Israel Austria Anti-Semite Semitism
Israeli President Reuven Rivlin lays a wreath during a ceremony marking the annual Holocaust Remembrance Day at the Yad Vashem Holocaust memorial, in Jerusalem, May 5, 2016. Rivlin slammed Netanyahu's Likud party for inviting an Austrian extremist to Israel. Reuters/Dan Balilty/Pool

Israeli President Reuven Rivlin used a Holocaust Remembrance Day speech on Thursday to lambast the country's ruling Likud party, headed by Prime Minister Benjamin Netanyahu, for inviting a far-right Austrian extremist to the country.

In April, the right-wing party invited the leader of Austria's far-right Freedom Party, Heinz Christian Strache, or 'HC' as he prefers to call himself. He has previously campaigned with the slogans: Wien darf nicht Istanbul werden (Vienna must not become Istanbul) and Daham statt Islam (At home, not Islam).

Speaking at Kibbutz Lohamei Hagetaot, Rivlin said: "Sometimes I am shocked by what looks like the erosion of our national respect, by the peculiar linking up with the voices of falsehood among the extreme right in parts of Europe."

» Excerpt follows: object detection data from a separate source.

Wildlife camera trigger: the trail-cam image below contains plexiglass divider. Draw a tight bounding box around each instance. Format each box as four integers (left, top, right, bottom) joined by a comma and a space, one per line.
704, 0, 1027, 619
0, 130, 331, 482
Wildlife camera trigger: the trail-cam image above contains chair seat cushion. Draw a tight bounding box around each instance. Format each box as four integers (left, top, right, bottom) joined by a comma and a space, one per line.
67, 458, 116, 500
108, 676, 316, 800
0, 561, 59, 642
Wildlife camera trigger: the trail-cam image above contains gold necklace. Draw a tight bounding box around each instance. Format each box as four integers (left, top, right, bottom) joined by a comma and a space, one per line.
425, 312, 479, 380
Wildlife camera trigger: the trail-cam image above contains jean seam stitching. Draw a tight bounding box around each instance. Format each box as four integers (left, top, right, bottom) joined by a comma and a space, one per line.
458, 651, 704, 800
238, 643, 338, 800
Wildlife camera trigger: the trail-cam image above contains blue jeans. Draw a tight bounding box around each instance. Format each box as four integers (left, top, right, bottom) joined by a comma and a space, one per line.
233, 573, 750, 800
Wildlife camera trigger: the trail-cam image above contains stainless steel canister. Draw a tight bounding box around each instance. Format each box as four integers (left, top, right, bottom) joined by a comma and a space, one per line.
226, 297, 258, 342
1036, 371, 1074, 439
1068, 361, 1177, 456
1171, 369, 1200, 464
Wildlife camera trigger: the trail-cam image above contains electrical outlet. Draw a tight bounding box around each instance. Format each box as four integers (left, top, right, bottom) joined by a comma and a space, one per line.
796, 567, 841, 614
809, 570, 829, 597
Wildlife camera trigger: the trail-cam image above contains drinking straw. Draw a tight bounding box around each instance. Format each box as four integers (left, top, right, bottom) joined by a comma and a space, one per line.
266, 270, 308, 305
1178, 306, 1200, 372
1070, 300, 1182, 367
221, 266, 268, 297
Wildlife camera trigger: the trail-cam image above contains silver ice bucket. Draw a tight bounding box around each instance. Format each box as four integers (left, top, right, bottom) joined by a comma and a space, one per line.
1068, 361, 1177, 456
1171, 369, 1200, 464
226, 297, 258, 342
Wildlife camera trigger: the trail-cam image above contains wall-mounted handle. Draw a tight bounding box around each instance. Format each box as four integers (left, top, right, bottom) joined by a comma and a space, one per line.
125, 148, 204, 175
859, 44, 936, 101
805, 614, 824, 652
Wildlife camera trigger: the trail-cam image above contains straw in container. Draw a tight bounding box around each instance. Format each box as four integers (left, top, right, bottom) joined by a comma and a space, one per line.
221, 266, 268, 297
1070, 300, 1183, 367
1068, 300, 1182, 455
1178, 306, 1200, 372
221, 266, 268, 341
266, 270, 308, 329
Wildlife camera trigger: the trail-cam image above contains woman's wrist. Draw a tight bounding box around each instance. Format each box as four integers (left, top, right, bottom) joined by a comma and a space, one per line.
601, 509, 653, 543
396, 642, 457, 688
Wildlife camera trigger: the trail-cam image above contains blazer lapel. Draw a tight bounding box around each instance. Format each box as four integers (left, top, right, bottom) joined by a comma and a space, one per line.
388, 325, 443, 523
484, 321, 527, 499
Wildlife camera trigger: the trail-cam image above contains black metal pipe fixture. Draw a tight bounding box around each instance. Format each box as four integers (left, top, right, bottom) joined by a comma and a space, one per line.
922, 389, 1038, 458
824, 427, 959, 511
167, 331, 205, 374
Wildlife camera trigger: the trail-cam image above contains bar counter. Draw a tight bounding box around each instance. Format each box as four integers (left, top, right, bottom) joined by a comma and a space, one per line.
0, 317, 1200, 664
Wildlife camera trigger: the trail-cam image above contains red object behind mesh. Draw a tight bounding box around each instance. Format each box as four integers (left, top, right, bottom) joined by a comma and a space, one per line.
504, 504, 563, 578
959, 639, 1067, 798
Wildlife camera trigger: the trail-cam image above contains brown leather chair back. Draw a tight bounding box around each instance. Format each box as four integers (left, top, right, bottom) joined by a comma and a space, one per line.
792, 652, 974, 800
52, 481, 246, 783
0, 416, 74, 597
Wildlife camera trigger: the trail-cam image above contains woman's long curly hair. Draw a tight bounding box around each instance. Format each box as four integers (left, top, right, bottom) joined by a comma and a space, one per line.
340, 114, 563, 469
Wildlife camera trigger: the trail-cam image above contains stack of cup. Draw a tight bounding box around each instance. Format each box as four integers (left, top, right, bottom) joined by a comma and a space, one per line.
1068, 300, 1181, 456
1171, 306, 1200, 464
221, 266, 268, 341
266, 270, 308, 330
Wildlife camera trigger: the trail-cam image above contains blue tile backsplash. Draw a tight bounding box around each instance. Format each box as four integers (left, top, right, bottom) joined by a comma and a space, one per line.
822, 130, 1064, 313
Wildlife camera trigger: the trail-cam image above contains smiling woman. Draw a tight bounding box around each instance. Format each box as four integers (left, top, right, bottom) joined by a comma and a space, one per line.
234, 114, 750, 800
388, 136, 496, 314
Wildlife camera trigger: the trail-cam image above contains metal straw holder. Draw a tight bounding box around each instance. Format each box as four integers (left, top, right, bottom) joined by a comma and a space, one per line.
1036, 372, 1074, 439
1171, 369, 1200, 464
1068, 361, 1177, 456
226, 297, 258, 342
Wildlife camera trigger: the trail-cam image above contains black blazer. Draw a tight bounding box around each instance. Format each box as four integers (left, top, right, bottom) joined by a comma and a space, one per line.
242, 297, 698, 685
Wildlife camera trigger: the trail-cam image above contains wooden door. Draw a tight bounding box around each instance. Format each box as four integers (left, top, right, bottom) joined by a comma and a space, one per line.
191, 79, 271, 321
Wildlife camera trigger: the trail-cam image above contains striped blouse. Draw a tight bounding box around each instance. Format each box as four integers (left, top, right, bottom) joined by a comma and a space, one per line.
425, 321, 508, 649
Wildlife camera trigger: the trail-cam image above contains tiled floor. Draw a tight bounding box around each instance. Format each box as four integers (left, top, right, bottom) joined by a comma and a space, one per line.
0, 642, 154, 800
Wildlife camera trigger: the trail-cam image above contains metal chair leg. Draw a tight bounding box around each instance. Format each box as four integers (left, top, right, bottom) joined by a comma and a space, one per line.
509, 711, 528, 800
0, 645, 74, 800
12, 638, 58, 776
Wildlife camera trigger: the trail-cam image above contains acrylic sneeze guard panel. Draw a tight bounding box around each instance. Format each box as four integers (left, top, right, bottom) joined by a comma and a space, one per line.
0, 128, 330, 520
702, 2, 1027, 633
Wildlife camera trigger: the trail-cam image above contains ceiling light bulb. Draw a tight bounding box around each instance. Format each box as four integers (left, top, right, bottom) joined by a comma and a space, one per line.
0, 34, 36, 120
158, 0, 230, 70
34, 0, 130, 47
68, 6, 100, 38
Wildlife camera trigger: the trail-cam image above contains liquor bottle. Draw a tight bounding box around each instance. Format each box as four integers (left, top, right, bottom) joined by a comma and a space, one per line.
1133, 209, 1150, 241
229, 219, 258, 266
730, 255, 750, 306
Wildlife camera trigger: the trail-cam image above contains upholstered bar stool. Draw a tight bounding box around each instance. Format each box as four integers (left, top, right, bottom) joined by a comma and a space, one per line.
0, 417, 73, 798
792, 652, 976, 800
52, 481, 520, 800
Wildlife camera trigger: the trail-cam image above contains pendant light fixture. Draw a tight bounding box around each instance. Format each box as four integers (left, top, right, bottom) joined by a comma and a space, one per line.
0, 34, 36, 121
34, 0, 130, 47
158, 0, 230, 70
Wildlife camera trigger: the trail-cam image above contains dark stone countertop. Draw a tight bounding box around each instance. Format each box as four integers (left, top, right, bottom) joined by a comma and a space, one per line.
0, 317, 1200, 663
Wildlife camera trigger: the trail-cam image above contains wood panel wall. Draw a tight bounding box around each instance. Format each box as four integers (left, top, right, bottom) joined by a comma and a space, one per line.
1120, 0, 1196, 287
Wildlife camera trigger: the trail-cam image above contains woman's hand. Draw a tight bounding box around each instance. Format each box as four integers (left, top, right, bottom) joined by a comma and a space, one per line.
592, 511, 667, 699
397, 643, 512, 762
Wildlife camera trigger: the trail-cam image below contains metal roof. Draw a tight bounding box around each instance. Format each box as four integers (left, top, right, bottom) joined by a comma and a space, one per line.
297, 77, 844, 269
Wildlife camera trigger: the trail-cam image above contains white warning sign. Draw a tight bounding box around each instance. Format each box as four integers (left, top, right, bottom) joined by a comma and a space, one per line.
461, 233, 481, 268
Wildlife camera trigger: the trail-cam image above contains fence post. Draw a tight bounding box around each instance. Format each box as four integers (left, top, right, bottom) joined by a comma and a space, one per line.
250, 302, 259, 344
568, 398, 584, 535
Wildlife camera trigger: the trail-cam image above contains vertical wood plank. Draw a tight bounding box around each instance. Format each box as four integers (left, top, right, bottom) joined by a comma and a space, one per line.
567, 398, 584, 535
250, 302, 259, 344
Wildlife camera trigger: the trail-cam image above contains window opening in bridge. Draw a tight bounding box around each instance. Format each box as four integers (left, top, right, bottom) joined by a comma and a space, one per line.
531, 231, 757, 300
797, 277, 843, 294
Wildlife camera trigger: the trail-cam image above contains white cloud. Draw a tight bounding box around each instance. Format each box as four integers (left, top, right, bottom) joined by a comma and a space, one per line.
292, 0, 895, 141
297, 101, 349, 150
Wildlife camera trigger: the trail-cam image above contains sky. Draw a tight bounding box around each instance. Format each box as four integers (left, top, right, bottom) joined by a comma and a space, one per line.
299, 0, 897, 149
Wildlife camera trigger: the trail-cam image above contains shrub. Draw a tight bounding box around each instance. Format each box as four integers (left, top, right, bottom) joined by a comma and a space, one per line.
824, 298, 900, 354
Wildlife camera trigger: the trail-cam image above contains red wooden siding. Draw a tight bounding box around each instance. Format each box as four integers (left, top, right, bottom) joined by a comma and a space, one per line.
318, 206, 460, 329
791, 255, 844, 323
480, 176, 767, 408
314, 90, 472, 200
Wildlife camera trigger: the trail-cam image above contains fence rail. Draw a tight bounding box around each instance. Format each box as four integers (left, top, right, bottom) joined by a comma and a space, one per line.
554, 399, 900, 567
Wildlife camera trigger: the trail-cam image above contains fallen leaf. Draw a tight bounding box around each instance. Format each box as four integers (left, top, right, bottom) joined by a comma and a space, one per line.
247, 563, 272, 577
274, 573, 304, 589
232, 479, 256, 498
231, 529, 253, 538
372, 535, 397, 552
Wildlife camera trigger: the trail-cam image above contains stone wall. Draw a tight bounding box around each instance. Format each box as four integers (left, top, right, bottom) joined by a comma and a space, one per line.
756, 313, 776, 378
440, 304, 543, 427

The president, a largely ceremonial position, proceeded to link his criticism of Israeli political relations with far-right European parties to Likud's decision to invite Strache. Rivlin is himself a member of the Likud party.

"A number of weeks ago, Christian Strache, an Austrian party leader, which shamelessly calls itself the Freedom Party, visited Israel," he said, newspaper Haaretz reported. "He did not come here for a courtesy visit or tourism but rather by official invitation of leaders in the Israeli political world, and regretfully he is not the only one."

He continued to criticize Israeli politicians for meeting with people who he called "xenophobes" and "anti-Semites," urging them to remember the Holocaust.

"Different people are trying to create an alliance and ties with parties and groups of xenophobes and anti-Semites who apparently support the State of Israel. It is upon us, the generation that is close to the Holocaust, to be clear," he said.

"No interest in the world will justify the disgraceful alliance with groups and people who will not recognize their responsibility for the crimes of the Holocaust, whose work is dedicated to its silencing, and whose vision seeks to commit them again against every foreigner, refugee or migrant that dares 'to defile,' in their opinion, their living space. This is true just as no interest will justify being silent or vacillating in the face of anti-Semites or anti-Israel forces."

In an address at Yad Vashem, the famous Holocaust museum in Jerusalem, Netanyahu focused on incitement against the Jewish people, in remarks potentially aimed at sections of Palestinian society that he has accused of incitement to violence against Israelis previously.

"What paved the way for the Holocaust, what greased the wheels of the Nazi murder machine?" he asked. "The answer is the lie. Nazi propaganda described the Jews as the source of all evil in the world: the poisoners of wells, parasites, enemies of humanity. Incitement preceded annihilation."